On commence tous comme ça. On se dit qu’il suffit de dire la vérité pour être entendu. Mais c’est une vision naïve de la communication. Tous les cerveaux humains sont équipés d’un filtre de crédulité. C’est ce qui nous empêche de changer d’avis toutes les deux secondes et de croire tout ce qu’on nous dit. C’est plutôt pratique pour survivre. Mais ça rend tout changement difficile.
Si vous lisez ce livre, je suppose que vous vous souciez au moins un peu de changer quelque chose dans ce monde. À un moment quelconque de votre vie, vous avez sans doute essayé de faire des pétitions, de lancer des organisations, de manifester, bref, d’agir pour élever la conscience des gens sur tel ou tel sujet de première importance.
Je suis prêt à vous parier une bouchée de cottage que je sais déjà ce qui s’est passé : vous avez parlé avec passion de sauver le saumon en danger de l’Atlantique Nord, ou d’acheter des iPhones à des orphelins bulgares chroniquement déprimés, et les gens se sont bornés à hocher poliment la tête.
Bien sûr que tu l’as fait. Bien sûr que je l’ai fait. Ne serait-ce que dans un débat politique où je m’attendais à convaincre la personne avec une statistique imparable. Comme tout le monde (à gauche), j’ai le premier instinct de croire que les gens sont de droite parce qu’ils ont pas bien compris.
Si tu es de droite, intervertis les mots gauche et droite et c’est pareil.
Mais en fait, les gens de droite sont pas ignorants… ils sont juste “pas d’accord”.
Pire encore, sur la plupart des sujets, les gens sont simplement apathiques. Ils s’en foutent.
Je suis cynique, bien sûr, mais uniquement pour vous faire bien comprendre ce très important principe de l’activisme non violent : à savoir que tout le monde, sans exception, s’en fiche complètement.
Et pas parce que les gens sont méchants. La plupart sont gentils, modestes et plutôt aimables. Ils sont persuadés, selon la formule immortelle de Liz Lemon dans la série télé 30 Rock, que ce que tout le monde veut vraiment dans la vie, c’est s’asseoir en paix et manger un sandwich. Mais ils ont aussi beaucoup de choses en tête, comme le boulot, les enfants, de grands rêves et de petites doléances, des séries télé préférées dont ils ne veulent pas manquer un épisode et des cartons remplis de trucs qu’ils doivent renvoyer à Amazon.

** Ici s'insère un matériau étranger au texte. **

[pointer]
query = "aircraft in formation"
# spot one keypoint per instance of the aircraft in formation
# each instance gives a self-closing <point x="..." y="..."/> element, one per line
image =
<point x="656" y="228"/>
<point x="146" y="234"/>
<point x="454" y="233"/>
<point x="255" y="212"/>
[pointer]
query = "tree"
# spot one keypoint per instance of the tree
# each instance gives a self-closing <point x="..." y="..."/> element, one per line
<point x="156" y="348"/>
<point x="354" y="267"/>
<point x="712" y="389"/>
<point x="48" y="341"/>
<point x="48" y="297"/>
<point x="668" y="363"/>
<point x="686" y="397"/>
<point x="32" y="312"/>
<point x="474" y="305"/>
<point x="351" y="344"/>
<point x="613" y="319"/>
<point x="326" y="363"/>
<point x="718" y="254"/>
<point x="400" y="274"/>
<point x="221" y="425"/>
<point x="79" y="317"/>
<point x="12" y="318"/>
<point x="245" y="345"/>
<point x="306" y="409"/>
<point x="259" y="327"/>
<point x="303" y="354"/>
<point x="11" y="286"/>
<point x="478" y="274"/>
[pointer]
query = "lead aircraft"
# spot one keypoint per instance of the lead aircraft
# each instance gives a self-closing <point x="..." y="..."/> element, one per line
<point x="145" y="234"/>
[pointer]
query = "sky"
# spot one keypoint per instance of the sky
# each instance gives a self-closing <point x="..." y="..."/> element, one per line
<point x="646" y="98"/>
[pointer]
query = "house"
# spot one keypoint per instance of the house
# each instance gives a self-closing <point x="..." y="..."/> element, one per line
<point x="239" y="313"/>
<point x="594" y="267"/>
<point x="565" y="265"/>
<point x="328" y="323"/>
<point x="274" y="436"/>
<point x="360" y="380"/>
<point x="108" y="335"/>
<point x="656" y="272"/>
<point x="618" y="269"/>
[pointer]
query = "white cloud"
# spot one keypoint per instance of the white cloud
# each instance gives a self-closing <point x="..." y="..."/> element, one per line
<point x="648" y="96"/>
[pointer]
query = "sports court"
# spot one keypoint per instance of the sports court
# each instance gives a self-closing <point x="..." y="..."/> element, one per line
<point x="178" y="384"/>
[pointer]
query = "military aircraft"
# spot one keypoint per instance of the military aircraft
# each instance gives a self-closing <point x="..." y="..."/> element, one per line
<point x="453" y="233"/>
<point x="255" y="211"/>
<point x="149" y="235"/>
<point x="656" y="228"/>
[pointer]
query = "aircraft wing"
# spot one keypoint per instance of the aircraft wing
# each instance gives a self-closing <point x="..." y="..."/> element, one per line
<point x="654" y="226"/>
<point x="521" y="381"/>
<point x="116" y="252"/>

En fait, c’est là encore un mécanisme de défense du cerveau. Nous avons un filtre qui nous protège de la surcharge cognitive. Le cerveau est un organe qui dépense énormément d’énergie. Il doit donc l’économiser en permanence. Ça passe par le fait de filtrer énormément l’information entrante.
C’est normal. Tu ne peux pas leur en vouloir. Tu es toi-même comme ça, sur tout le reste. D’ailleurs je viens d’écrire “Amazon”. Ça me fait penser qu’en ce moment j’ai des emails de gens qui me disent “pourquoi tu mets des liens vers Amazon alors que y’a plein de librairies indépendantes ?”
Au début ce genre d’email m’enrageait. Je me disais :
Attends… je leur parle de racisme, de sexisme, de végétarisme et eux leur combat c’est m’empêcher de mettre des liens de livres sur Amazon ?
Puis, je me suis rappelé que chacun avait ses combats. Chacun fait comme il peut avec ses filtres.
Vous pouvez juger toutes ces choses dérisoires. Vous pouvez accuser les gens qui se bornent à prendre la vie comme elle vient et à s’occuper de leurs petits jardins d’être égoïstes, aveugles, voire immoraux.
C’est précisément ce que faisaient les plus mauvais activistes que j’aie eu l’occasion de rencontrer. Et ils n’arrivaient à rien, parce qu’il est irréaliste d’attendre des autres qu’ils se soucient plus des choses qu’ils n’en ont réellement envie. Dans ce cas, toute tentative pour les faire bouger est vouée à l’échec.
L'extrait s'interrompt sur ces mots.